D’abord, pour l’essentiel on s’est focalisé sur la forme. A ce titre, on a volontairement fait le pari de déconnecter les propos de leur contexte, ce qui me semble à tous points de vue assez suspect. C’est comme si on reproche à Ousmane Sonko, président du Parti Pastef, premier ministre de son état, installé à peine il y a deux mois, de réunir les jeunes de son parti et de les remobiliser autour du « Projet », mais surtout de leur tenir un discours qu’ils attendaient, sentant les manœuvres hostiles qui prenaient de l’ampleur. C’est de cela dont -il s’agit, et de rien d’autre à mon humble avis.

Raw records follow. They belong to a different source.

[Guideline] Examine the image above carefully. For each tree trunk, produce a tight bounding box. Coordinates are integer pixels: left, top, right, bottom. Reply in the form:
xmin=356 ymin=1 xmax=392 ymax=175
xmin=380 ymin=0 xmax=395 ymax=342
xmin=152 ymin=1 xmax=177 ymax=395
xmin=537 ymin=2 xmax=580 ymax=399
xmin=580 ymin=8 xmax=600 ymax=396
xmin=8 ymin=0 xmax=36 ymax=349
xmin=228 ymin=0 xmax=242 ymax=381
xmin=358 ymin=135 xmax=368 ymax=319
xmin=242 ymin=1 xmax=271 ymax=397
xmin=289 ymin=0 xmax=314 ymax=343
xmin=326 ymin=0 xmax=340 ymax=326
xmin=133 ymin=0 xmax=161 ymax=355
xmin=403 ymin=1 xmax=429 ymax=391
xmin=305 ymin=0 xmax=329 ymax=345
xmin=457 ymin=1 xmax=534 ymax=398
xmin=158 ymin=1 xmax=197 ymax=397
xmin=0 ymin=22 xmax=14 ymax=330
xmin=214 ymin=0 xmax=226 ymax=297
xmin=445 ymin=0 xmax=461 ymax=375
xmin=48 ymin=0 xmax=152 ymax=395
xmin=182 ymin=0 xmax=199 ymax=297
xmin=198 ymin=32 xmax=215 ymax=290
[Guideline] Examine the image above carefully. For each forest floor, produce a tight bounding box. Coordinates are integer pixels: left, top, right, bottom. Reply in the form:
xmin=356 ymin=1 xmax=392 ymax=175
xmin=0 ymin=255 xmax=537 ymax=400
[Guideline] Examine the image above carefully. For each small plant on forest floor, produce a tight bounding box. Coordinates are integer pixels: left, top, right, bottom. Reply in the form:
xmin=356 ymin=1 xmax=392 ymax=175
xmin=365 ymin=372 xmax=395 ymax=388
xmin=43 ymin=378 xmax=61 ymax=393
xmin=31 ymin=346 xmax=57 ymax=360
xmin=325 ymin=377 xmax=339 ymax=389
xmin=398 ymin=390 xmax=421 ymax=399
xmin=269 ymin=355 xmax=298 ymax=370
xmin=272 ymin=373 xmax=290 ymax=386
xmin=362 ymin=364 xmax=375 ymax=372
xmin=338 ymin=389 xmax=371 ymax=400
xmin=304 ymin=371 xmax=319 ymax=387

C’est vrai, le traumatisme est très profond après les péripéties de la fin du mandat de Macky Sall. Et la rupture et le changement ont ceci de particulier qu’ils inquiètent. C’est donc à Ousmane Sonko de rassurer d’abord sa jeunesse, qui a été à la pointe du combat, mais également tous ceux qui, moins jeunes, ont un soif de rupture par rapport au modèle Jacobin centralisateur et massivement écrasant, aujourd’hui dépassé, auquel s’arc boutent certains caciques.
Oui, on nous a bassiné avec aplomb une semaine avant, que le 1er ministre ne doit pas recevoir les ambassadeurs. Quelle incongruité ! Merci M. Abdou Aziz Tall d’avoir porté notre parole à nous tous qui pensions le contraire, et savions d’expertise que ce n’était qu’une escapade politicienne de non-initiés.
Il me semble que l’ancien système dont parle Sonko est beaucoup plus ancré qu’on ne pense et que le duo Bassirou Diomaye Faye- Sonko a du boulot. Le référentiel de tous ceux qui, de quelque bord ou ils se situent, se sont offusqués de la prise de parole de Ousmane Sonko, renvoie aux pratiques politico-administratives sous Senghor, Diouf, Wade, et à l’extrême sous Macky Sall. Ils oublient simplement de dire à qui s’adressait le président de Pastef. Non seulement, il s’adressait à ses jeunes dont l’écrasante majorité n’avaient connu, ni Senghor, ni Diouf, un peu moins Wade et qui étaient dans une opposition frontale avec Macky Sall, en payant un lourd tribut en morts en désolation dans leur famille.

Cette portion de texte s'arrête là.